We have a box of items from that time. Like a lot of folks, we hung onto things that made us feel connected to the boy we had lost. We don’t always go through them on March 20, but a quarter century is a benchmark of some kind. We looked through the letters, little baby blankets that had been knit just for him, programs and newsletters, the kitchen calendar from 2001. On May 29, his due date, with two different pens, Toni had first written “baby?” and later, “Memorial”.

My wife asked about a letter we had received back in the day, from a man who told us about having lost his son with the same name as ours twenty-five years earlier than that. I knew right where it was, not with these items.
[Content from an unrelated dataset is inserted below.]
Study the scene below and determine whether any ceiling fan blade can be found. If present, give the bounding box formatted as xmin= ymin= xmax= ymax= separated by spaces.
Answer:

It was filed away in the attic with documents from those years when I was performing I Hate This (a play without the baby); drafts, programs, articles, and also correspondence.

I Hate This was first produced at Cleveland Public Theater in February, 2003, just a month after our first living child was born. It was only one weekend of performances, but the Plain Dealer ran a preview piece that ran up attendance. It also provided awareness of the production beyond attendance.

Playwright's Notes
"I Hate This (a play without the baby)"
Cleveland Public Theatre, 2003
The letter Toni had remembered was from a man who lived elsewhere, whose ex-wife had told him about this play, the details of which must have struck both of them as remarkable. Their stillborn child also arrived at 30 weeks, also named Calvin. The unwelcome advertisements, about which he said, “Tragically funny now, but it was certainly good at the time to have a target for all the rage I felt.” No cap.
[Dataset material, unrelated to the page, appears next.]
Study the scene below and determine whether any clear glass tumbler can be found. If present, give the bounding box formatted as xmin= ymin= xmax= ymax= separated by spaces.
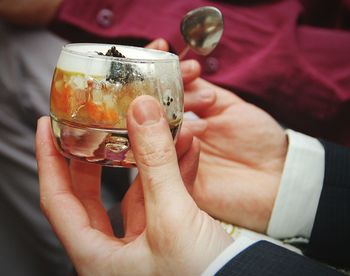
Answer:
xmin=50 ymin=43 xmax=183 ymax=167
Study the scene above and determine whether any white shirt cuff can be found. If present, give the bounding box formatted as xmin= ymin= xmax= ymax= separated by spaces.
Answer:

He went on to share a personal story, which began, “I went to have lunch at Cal’s grave … when he turned 15 …” So, not twenty-five, only fifteen, at that time. But even that figure seemed absurd, so far into the future. Our Calvin would be fifteen in, what … 2016? That’s not a real year, that’s the setting for some pulpy dystopian tragedy.

It hit me so hard, reading that letter. This was not some passing phase, this unwanted corner of my life was never going to end. And yet, here we are. Life is good. And we keep on.